More simply you can work like this: you derive your equation and get

$$f''(x) + f'(x) +Kf'(-x)=0$$

then you substitute $f'(x)$ and $f'(-x)$ and get:

$$ f''(x)+Kf(-x) -f(x) +K^2f(x) -Kf(-x)=0$$

so it becomes just:

$$ f''(x) -(1-K^2)f(x)=0$$

which is something you know how how to solve. The idea is to derive in order to get some extra information, but once you solve that, you need to put that solution back to the original equation: for example, $$f(x)=0$$ has only a trivial functional solution, but if you derive you obtain $$ f'(x)=0$$ which would imply that $f(x)$ is a constant, but the first equation was more restrictive.

Answer 3

You have 2 locations $x$ and $-x$ in the equation. Thus it is natural to check what the equation says about the derivative at $-x$ and what you can do about separating the locations or writing it as a coupled system.

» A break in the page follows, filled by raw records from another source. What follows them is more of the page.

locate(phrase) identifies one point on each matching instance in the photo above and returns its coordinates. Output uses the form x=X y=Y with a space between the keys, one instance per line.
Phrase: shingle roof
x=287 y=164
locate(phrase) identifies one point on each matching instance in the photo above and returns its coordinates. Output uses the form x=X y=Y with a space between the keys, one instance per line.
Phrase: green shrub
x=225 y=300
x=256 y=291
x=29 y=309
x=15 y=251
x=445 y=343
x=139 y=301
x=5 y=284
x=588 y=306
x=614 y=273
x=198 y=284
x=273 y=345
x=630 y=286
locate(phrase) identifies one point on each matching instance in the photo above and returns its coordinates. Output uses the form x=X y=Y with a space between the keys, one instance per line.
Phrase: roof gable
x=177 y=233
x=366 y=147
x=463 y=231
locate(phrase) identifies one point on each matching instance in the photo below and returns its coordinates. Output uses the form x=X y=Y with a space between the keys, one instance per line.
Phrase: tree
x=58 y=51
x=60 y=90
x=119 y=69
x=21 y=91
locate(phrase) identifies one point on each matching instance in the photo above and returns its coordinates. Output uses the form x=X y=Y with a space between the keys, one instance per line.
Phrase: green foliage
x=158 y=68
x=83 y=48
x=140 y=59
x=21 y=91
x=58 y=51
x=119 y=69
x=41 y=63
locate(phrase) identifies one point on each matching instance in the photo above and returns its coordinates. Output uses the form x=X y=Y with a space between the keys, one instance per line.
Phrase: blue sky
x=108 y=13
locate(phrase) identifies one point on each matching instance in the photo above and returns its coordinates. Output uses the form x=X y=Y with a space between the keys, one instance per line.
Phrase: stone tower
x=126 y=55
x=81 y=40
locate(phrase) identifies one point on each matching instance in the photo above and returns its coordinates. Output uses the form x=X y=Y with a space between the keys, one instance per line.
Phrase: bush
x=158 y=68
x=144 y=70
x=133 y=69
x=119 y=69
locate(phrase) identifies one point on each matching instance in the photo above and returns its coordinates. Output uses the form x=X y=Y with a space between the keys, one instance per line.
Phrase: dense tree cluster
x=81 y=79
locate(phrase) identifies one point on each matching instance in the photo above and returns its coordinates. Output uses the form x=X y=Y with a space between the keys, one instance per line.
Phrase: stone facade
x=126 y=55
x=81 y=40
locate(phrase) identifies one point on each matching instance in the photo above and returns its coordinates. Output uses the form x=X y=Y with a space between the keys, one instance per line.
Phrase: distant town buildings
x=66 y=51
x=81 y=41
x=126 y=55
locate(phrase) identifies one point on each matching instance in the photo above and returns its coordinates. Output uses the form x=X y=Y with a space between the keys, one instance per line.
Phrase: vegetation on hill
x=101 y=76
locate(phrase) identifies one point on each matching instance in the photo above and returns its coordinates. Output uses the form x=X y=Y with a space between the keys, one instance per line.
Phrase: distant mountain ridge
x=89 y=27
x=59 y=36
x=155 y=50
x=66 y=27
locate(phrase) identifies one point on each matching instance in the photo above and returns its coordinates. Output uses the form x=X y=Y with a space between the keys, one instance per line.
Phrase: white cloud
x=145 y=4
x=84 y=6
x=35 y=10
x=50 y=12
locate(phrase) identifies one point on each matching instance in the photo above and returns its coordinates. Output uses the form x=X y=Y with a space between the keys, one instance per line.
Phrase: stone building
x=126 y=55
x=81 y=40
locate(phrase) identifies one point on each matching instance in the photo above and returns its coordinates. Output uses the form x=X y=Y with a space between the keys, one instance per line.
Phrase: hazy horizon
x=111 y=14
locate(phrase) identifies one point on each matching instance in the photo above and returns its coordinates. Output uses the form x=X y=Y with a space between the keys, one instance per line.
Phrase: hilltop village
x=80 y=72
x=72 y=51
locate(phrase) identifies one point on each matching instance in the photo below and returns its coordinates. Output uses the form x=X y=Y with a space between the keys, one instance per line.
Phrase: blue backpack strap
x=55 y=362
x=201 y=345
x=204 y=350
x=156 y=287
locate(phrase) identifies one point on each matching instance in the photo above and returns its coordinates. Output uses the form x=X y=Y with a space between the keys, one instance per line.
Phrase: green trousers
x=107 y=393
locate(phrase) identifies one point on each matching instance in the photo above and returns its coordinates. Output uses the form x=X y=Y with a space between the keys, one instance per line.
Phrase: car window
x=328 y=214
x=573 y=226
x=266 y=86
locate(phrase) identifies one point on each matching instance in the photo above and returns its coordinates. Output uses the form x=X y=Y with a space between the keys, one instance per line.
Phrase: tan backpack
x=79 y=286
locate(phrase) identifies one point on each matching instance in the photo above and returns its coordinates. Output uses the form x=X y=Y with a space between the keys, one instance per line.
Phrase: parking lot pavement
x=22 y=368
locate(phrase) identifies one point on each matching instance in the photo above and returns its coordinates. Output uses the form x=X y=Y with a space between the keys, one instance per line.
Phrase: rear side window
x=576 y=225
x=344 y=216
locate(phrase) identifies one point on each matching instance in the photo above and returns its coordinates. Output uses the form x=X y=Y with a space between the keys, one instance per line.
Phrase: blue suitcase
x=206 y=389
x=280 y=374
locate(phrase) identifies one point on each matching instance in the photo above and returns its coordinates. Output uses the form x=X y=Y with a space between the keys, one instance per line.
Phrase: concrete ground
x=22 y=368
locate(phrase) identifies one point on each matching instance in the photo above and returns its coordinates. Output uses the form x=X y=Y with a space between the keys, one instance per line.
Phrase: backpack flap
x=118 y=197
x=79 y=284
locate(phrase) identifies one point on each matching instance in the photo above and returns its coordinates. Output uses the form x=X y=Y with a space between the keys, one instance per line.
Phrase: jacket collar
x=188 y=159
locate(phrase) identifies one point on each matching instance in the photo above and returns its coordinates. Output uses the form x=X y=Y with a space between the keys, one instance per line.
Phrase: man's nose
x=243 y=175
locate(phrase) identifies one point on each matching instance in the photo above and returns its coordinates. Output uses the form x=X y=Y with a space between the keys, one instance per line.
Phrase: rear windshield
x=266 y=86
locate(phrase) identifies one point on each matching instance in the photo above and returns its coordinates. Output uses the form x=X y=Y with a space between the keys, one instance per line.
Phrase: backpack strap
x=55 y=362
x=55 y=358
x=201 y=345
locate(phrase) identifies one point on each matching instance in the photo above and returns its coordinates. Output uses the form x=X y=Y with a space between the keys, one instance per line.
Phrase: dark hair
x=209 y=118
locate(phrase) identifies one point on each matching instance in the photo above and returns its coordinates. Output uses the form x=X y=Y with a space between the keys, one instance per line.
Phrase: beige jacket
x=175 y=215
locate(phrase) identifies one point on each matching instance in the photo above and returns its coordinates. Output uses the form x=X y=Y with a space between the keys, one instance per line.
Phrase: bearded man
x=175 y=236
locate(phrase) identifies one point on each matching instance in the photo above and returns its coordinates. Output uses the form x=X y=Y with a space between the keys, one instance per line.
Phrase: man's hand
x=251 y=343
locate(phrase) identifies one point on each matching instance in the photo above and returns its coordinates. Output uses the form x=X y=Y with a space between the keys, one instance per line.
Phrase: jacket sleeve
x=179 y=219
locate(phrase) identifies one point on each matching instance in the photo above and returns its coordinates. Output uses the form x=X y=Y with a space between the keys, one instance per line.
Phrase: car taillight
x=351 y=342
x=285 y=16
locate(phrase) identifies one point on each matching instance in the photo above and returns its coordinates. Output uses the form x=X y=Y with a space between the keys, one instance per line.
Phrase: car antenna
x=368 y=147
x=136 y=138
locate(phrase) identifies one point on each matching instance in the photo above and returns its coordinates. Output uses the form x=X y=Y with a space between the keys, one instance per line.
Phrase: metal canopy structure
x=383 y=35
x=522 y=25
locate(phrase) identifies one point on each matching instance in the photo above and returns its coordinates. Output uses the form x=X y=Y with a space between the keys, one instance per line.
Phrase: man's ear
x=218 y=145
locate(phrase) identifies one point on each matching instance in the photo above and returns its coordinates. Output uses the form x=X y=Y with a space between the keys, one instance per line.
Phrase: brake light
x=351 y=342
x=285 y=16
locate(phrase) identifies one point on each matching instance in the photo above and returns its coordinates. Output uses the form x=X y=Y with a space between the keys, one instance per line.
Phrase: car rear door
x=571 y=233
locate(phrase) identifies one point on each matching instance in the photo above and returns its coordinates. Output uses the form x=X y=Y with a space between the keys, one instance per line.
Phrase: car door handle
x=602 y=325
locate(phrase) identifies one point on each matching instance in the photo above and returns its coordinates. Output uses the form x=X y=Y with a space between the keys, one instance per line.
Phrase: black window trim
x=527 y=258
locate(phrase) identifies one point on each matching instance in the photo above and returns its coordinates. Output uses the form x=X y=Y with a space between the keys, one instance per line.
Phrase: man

Thus set $g(x)=f(-x)$ to find $$g'(x)=-f'(-x)=f(-x)-Kf(x)=g(x)-Kf(x)$$ and use it together with $$f'(x)=-f(x)+Kf(-x)=-f(x)+Kg(x)$$

This now is an ordinary $2×2$ system, $$ \begin{bmatrix} f'(x)\\g'(x) \end{bmatrix} = \begin{bmatrix} -1&K\\-K&1 \end{bmatrix} · \begin{bmatrix} f(x)\\g(x) \end{bmatrix}, $$ and the answer of Hagen von Eitzen is about decoupling it into order-2 scalar ODE. You can also directly diagonalize this system via eigenvalues and eigenvectors.

Answer 4

Define $$f(x)=\sum _{k=0}^{\infty } a_k x^k;\;f'(x)=\sum _{k=1}^{\infty } k\,a_k x^{k-1};f(-x)=\sum _{k=0}^{\infty } (-1)^ka_k x^k;\;f(0)=1$$ We want to solve $$f'(x)+f(x)-hf(-x)=0;\;f(0)=1$$ Plug the power series into the equation $$\sum _{k=1}^{\infty } k\,a_k x^{k-1}+\sum _{k=0}^{\infty } a_k x^k-h\sum _{k=0}^{\infty } (-1)^ka_k x^k;\;a_0=1$$ We get $$a_1-h+1=0\to a_1=-(1-h);\;a_1 h+a_1+2 a_2=0\to a_2=\frac{1}{2} \left(1-h^2\right)$$ and so on $$a_3=-\frac{(k-1)^2 (k+1)}{3!};\;a_4=\frac{(k-1)^2 (k+1)^2}{4!};\;\ldots$$ The general expression is $$f(x)= \sum _{k=0}^{\infty } \frac{(-1)^k x^k (1-h)^{\left\lceil \frac{k}{2}\right\rceil } (1+h)^{\left\lfloor \frac{k}{2}\right\rfloor }}{k!}$$ Hope this helps

Answer 5

Inspired by the solution of Hagen van Eitzen:

$$f'(x)+f(x)-Kf(-x)=0$$ $$f'(-x)+f(-x)-Kf(x)=0$$

Subtract both equations:

$$[f(x)-f(-x)]'+[f(x)-f(-x)]+K[f(x)-f(-x)]=0.$$

Use the substitution $u(x)=f(x)-f(-x)$ to obtain:

$$u'+(1+k)u=0\implies u(x)=u(0)\exp\left[-(1+k)x \right].$$

Now, split $u(x)$ into its odd and even part and do the same with $f(x)-f(-x)$ and compare both expressions.